The Effects of Circadian Rhythm Disruption on the Inflammatory Response to Particulate Matter Exposure From Wood Smoke
John Quindry | The University of Montana
Funding Provided by RAIN
This project is funded through a multi-state INBRE collaboration called the Regional Alliance of INBRE Networks, or "RAIN" for short. You can learn more about RAIN at https://rainresearch.org/
Particulate matter (PM) exposure during smoke inhalation provokes inflammatory immune responses in people exposed to burning biomass including fire fighters and civilians residing in wildfire prone environments. Persistent occupational exposure to PM’s represents a unique hazard for firefighters, underpinning a burgeoning research area. The Quindry Lab has established a tightly controlled and physiologically relevant wood smoke exposure protocol (with particulate matter filtered to 2.5 μm; PM2.5), eliciting biochemical and inflammatory changes in the blood and exhaled breath condensate (EBC). The body’s tolerance to inflammation changes over the 24-hour day, revealing potential time-of-day dependent windows of vulnerability (McGinnis Lab focus). Furthermore, circadian rhythm disruption and sleep deprivation, common to emergency responsive shift workers (e.g., structural, wildland fire fighters), limits endogenous defenses to inflammatory insults. Thus, time-of-day and circadian rhythm disruption could play a mechanistic role in the pathological sequelae imparted upon fire fighters exposed to PM. The McGinnis Lab has recently explored the circadian rhythm as biological mediators of physiologic and clinical outcomes.

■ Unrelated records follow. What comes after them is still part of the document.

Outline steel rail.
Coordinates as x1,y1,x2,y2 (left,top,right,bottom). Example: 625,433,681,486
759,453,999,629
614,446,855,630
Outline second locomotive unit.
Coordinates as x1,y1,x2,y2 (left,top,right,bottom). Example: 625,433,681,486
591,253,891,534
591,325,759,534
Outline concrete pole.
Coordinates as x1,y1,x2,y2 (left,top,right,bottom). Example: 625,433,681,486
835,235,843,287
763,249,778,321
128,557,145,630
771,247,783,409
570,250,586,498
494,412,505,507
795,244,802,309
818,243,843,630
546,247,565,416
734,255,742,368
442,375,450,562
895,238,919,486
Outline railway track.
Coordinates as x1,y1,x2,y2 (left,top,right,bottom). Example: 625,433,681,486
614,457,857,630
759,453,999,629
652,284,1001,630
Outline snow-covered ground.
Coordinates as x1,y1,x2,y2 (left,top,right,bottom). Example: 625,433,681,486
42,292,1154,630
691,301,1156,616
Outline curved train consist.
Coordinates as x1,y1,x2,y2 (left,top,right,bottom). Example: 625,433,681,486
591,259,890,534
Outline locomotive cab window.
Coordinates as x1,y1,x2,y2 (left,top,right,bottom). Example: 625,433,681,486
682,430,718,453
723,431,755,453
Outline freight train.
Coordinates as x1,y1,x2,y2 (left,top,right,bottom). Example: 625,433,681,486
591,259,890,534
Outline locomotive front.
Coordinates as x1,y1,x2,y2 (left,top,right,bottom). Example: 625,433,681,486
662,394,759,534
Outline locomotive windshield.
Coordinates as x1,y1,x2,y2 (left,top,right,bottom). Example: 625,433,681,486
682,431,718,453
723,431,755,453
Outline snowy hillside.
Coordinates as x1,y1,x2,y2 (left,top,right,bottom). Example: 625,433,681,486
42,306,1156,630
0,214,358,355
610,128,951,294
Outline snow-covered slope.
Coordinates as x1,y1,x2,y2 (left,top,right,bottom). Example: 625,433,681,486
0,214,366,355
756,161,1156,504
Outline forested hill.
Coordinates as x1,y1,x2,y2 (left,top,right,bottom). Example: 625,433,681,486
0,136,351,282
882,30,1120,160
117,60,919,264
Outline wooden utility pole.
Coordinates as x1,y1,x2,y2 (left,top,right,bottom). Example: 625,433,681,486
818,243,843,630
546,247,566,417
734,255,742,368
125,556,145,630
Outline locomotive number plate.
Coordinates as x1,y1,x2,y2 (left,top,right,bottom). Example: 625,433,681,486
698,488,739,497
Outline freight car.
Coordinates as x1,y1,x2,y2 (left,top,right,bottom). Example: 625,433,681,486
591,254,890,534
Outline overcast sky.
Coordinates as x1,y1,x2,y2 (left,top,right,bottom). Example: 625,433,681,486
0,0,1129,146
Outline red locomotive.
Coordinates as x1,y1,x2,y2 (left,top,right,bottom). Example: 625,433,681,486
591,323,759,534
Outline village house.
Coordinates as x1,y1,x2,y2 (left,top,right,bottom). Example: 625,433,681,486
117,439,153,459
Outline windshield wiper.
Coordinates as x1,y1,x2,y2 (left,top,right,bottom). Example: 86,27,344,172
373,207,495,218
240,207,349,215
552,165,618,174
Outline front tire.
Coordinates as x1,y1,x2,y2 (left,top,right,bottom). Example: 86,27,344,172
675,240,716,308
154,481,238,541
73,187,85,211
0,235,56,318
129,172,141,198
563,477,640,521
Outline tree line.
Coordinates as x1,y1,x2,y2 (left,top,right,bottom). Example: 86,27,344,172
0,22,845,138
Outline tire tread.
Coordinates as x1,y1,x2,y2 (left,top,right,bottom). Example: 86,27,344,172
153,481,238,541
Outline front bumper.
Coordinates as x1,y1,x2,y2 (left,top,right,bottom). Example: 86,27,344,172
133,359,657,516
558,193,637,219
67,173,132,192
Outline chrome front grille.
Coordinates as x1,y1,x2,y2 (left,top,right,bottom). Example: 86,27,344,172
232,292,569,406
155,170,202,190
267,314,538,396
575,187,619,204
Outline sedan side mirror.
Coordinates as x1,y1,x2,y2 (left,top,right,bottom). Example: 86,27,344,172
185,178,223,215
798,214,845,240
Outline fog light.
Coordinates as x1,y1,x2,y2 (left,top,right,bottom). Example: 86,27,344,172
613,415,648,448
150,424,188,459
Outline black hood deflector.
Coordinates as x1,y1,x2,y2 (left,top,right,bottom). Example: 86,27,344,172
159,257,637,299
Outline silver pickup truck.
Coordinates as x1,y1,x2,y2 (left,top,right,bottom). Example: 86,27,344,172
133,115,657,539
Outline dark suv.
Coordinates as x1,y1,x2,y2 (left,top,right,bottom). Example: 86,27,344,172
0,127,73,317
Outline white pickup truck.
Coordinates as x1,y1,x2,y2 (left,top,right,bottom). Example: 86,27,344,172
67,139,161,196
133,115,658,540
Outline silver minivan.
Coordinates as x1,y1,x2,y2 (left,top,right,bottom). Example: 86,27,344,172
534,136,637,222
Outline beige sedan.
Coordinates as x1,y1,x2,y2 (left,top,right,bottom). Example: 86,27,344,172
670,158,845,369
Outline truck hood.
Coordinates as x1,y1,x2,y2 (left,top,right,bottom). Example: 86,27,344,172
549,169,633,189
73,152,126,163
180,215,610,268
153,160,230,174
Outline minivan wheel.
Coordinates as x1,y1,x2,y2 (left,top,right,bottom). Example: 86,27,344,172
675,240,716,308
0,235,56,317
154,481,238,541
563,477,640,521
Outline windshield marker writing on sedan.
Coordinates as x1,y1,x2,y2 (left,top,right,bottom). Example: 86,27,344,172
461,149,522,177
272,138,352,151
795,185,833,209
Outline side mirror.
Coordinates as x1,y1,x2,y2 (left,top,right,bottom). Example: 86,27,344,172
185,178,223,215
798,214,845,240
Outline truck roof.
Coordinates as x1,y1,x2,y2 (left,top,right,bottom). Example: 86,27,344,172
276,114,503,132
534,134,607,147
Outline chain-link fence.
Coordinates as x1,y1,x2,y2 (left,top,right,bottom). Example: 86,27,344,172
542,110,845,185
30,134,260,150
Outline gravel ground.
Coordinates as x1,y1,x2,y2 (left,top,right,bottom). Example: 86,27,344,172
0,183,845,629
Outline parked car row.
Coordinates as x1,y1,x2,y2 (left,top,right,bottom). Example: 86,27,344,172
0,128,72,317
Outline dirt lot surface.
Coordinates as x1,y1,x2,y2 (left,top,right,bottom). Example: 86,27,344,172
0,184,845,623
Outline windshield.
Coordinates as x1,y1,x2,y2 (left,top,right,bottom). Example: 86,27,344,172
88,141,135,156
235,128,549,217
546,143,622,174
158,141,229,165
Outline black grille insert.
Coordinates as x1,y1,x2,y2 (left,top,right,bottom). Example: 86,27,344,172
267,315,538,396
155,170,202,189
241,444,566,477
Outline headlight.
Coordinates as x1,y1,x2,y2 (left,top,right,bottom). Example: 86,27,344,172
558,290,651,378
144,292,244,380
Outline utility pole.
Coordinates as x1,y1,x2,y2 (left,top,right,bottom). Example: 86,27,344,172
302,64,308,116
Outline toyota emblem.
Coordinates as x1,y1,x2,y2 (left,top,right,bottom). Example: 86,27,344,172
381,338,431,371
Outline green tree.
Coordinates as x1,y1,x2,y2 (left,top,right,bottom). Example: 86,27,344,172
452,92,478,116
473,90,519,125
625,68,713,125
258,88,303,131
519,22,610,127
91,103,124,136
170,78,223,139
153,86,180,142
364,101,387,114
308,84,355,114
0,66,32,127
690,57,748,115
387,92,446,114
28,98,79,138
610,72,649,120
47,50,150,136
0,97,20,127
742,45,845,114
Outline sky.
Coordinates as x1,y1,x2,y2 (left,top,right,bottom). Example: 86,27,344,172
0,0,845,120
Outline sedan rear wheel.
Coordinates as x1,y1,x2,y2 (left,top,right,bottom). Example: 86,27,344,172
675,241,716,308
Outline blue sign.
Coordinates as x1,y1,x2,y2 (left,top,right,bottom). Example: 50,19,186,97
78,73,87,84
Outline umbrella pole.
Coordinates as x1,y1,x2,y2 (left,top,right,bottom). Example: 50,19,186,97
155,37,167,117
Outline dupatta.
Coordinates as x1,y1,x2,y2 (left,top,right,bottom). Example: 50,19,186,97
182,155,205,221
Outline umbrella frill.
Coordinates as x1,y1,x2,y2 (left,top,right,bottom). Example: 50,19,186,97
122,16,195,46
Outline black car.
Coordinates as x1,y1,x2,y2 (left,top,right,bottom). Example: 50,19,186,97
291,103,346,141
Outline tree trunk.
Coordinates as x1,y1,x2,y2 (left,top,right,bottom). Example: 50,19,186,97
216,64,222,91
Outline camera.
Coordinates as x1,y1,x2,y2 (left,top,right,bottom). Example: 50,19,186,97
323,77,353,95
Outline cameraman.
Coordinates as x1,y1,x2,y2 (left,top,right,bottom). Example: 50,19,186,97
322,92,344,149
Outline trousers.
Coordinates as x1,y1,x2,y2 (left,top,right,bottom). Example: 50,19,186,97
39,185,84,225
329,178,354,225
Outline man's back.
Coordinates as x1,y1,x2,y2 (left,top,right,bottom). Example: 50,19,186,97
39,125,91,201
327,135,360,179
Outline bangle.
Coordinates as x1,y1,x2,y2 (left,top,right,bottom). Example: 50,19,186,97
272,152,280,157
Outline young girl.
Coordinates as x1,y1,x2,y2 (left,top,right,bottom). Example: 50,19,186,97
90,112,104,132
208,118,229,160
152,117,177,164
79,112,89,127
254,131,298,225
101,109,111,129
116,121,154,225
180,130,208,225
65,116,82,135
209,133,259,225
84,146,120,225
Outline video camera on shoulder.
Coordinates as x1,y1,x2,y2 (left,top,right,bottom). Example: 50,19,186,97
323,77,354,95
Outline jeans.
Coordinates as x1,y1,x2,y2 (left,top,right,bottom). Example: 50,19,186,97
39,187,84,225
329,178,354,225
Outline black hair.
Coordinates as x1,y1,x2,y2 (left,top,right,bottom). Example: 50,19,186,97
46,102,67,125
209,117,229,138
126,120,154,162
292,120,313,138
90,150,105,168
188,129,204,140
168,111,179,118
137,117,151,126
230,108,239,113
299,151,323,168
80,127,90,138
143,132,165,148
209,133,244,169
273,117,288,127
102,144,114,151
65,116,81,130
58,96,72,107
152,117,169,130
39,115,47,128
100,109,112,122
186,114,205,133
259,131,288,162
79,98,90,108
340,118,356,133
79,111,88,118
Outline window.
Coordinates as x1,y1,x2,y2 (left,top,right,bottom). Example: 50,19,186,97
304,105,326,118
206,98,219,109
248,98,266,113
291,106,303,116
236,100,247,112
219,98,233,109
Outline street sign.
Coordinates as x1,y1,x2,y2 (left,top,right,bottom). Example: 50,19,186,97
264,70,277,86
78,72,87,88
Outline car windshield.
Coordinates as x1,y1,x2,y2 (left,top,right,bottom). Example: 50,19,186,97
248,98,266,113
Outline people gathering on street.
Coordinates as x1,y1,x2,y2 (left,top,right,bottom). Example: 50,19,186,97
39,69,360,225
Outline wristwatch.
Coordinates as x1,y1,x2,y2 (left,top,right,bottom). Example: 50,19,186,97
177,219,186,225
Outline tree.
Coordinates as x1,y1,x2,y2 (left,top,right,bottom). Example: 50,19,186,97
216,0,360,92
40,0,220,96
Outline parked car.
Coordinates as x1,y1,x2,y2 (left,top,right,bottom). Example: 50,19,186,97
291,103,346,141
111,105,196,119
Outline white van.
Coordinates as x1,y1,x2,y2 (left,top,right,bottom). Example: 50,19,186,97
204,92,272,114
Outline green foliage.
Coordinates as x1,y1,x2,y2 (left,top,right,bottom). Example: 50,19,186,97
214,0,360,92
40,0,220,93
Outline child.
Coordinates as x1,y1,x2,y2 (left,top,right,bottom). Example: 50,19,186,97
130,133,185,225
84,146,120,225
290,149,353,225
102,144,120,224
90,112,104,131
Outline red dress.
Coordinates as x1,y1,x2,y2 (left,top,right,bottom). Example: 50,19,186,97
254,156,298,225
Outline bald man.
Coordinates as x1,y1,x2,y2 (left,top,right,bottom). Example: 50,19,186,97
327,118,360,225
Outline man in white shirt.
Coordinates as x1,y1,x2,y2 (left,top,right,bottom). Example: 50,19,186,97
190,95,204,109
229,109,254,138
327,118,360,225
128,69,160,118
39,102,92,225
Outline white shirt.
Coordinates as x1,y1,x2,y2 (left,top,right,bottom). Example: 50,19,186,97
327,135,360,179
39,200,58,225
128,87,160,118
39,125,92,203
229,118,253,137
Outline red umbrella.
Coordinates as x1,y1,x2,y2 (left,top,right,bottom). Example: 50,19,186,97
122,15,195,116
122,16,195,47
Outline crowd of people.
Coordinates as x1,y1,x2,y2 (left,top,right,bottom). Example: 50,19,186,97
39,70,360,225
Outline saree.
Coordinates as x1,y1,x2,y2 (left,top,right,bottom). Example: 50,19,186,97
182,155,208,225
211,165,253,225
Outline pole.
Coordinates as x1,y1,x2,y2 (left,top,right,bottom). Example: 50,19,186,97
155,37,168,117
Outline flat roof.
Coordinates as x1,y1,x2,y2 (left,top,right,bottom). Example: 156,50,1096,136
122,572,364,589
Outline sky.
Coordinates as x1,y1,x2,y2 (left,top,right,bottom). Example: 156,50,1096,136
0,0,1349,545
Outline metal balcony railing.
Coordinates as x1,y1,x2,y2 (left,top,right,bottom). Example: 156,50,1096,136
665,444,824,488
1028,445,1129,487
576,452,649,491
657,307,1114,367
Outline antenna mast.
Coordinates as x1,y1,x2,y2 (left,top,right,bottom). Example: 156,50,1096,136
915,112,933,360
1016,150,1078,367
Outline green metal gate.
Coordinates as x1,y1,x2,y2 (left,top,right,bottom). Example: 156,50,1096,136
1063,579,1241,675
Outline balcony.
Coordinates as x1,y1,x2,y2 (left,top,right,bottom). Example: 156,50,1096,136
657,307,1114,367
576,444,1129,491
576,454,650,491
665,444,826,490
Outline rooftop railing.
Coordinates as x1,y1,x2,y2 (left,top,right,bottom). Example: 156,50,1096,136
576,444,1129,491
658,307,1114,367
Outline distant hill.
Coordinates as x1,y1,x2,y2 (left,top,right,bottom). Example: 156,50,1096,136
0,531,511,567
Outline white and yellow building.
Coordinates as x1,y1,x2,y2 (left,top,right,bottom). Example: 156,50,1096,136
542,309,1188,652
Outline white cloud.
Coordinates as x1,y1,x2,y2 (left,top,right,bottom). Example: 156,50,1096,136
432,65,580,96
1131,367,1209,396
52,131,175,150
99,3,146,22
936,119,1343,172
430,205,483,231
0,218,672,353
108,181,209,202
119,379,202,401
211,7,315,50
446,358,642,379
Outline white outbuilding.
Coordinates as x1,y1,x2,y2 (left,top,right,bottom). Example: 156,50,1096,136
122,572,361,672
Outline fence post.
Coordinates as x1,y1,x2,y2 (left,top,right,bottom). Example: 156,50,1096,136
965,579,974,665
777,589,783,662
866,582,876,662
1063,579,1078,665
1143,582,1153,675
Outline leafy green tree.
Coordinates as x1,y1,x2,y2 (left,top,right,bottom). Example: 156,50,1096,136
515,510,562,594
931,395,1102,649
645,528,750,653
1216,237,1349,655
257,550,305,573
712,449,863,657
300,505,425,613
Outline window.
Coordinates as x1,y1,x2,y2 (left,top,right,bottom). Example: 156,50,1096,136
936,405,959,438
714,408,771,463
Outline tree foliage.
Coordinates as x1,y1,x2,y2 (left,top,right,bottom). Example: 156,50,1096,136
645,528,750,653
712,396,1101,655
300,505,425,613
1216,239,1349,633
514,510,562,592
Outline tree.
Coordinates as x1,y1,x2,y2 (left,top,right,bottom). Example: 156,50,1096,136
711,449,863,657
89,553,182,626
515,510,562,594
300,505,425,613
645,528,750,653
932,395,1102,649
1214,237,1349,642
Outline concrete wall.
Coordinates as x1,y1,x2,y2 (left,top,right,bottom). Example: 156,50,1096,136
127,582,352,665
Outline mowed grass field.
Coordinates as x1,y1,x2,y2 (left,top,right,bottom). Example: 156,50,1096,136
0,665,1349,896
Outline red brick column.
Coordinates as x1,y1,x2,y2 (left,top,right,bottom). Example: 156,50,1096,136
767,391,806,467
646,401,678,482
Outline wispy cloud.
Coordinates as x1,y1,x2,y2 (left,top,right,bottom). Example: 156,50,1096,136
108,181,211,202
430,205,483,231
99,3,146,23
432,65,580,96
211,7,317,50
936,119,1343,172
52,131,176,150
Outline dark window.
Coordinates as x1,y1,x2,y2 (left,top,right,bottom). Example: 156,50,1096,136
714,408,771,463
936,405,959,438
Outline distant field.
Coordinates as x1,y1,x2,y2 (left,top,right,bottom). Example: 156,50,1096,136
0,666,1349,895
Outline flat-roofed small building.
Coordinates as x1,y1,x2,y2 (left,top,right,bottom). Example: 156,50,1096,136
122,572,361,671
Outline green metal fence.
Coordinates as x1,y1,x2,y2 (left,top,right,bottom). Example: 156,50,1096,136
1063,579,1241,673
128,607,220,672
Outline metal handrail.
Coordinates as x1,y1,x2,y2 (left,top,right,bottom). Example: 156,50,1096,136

This project will test the overarching hypothesis that the circadian rhythm gates inflammatory responses to PM2.5 in the following specific aims:
- Test the inflammatory response in blood and EBC following time-of-day dependent exposure
smoke-associated PM2.5 in the morning vs evening.
- Test the effects of acute circadian rhythm disruption on PM2.5 inhalation-induced inflammation.
- Evaluate the behavioral circadian rhythm and sleep quality in wildland firefighters during the active season, and the cumulative effect on inflammatory biomarkers.